Among those in Rome to critique the agenda being promoted at the Amazon Synod is Jonas Marcolino Macuxí, who is a chief of the Amazonian region's Macuxi tribe and has castigated those who "are promoting the idea that the Indians who still live in a primitive way are very happy, living in paradise."
The reality, he says, is that "it's a very hard life" in which "people have insects all over their feet, bats in their homes."
The reason why some Amazon natives are taking part in the synod is, according to his account, because they have "been indoctrinated to remain in their primitive state" and are "completely dominated by Liberation Theology people who want to take advantage of them," people who are only interested in "liberating them from technology and other things that can promote their lives and take them away from barbarism" but whose theology "does not liberate people from sin."
Such observations highlight the real-life impact of the primitive tribalism so touted by some advocates of the synod's agenda for ideological reasons, which have been so consistently critiqued by the defenders of Catholic orthodoxy. It is, however, all too easy to see support for primitive tribalism as merely another example of the leftist tendency to support almost anything other than the tradition of the Western world, or as grounded in Rousseau's romantic fiction of the "noble savage."
The truth, however, is that leftism always has been and always will be rooted in the desire for regression.
However "advanced" and "progressive" leftists think and claim themselves to be, however devoted to real or putative scientific and technological progress, the form of society to which they aspire reflects, in its most basic essentials, the most primitive forms known to man while rejecting the most essential elements of more sophisticated and more advanced forms of society.
More than half a century ago, Russell Kirk explained that it is conservatives who are, in a sense, the true progressives, the people who support progress towards more sophisticated social and economic structures rather than try to artificially recreate elements of man's more primitive state. As he explained:
In their early and barbarous state of society ... individual personality [is] manifested only in rudimentary form, property the possession of the group, subsistence, gratification of hopes, marriage, life itself wholly dependent upon the community. Progress consists of a release from this ... civilized people exist in a condition ... possessing several [meaning individually owned] property, and able to develop their individual talents.
Private property and contract make possible the variety of personality, the wealth, the leisure, and the fertility of invention that sustain civilization.
The socialist endeavors to deduce from these facts that the primitive economic arrangements of men ought to be humanity's present economic condition. ... But modernity in institutions is no proof of economic injustice; rather, it is presumptive of high development.

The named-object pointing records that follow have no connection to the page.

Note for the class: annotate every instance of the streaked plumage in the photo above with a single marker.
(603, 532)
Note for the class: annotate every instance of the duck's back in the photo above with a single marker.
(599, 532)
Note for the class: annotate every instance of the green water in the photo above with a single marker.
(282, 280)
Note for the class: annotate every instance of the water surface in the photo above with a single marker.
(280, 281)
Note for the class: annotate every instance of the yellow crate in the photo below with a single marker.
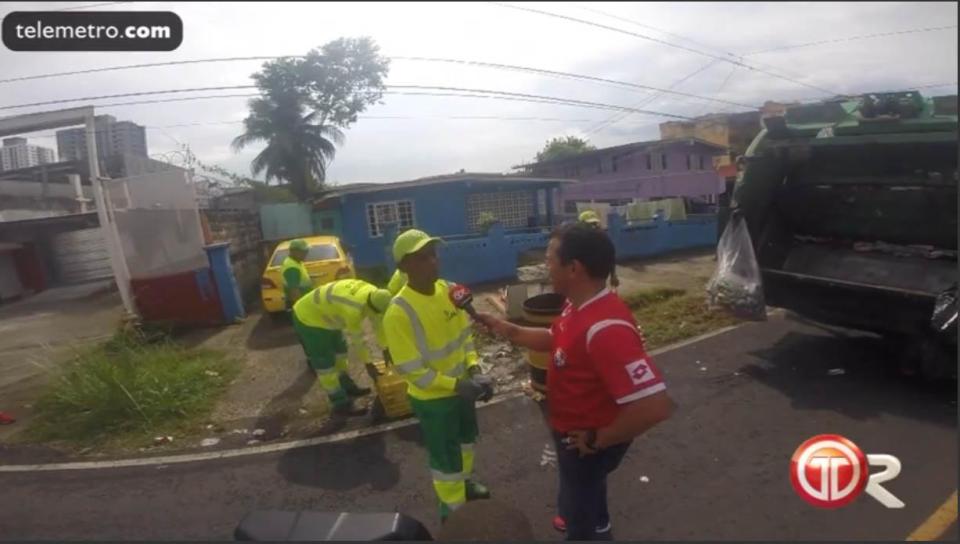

All the evidence bears out the truth of Kirk's argument. Yes, a "regulated market" of the sort endorsed (at the moral level) by the papal encyclicals and (at the scientific economic level) by Freiburg capitalism has consistently proven itself superior to the laissez-faire of libertarian capitalism.
But people living in societies with a market economy and inequality of wealth, societies with both moderately individualistic and moderately communitarian elements, have higher standards of living than those living either in primitive tribal societies or in developed societies under governments which seek to impose economic egalitarianism.
What can be perplexing and what is often misunderstood is just why, in light of the facts, so many people continue to embrace socialist ideology. Ignorance can certainly be part of it — so can greed; so can the attitude which sees "economic justice" primarily as relative rather than as objective, prioritizing the question of comparative standards of living (equal vs. unequal) above the question of objective standards of living (what proportion of the people have the necessities of life and what proportion have luxuries).
Another reason, however, is the fact that many people blindly embrace socialism because they are motivated not by intellectual considerations but by an emotional desire for the more communitarian existence of primitive tribal societies.
This aspect of the question was analyzed three years ago at a conference of doctors, psychologists and scientists held by the Cato Institute, the conclusions of which were summarized in The American Conservative. Unfortunately, the Cato Institute is too influenced by the ideology of the ethical egoist and atheist Ayn Rand for its work to be entirely trusted, but the broad idea addressed by the conference certainly has elements which are headed in the right direction.
Prioritization of an emotional desire for some form of "community experience" over what our intellects tell us is pervasive among leftist Catholics. It is an important factor in their willingness to tolerate adultery in cases where there is some form of "stable relationship," is partly behind the whole mantra of "inclusiveness" and it would seem to be the primary influence on the stridency with which some virtually insist that priests concelebrate Mass rather than celebrate in private.
The problem is that such people cannot be persuaded by facts, magisterial teaching or any other form of objective evidence.
Because of a disordered psychology in which such peoples' emotions (and the emotional desires which some would dignify as "needs") hold primacy over intellectual thought evidence which does not fit into their emotional predisposition will be dismissed out of hand or distorted beyond recognition — while those who rightly and healthily prioritize intellect over emotion will be criticized as rigid and (in precise opposition to reality) as those who are psychologically imbalanced.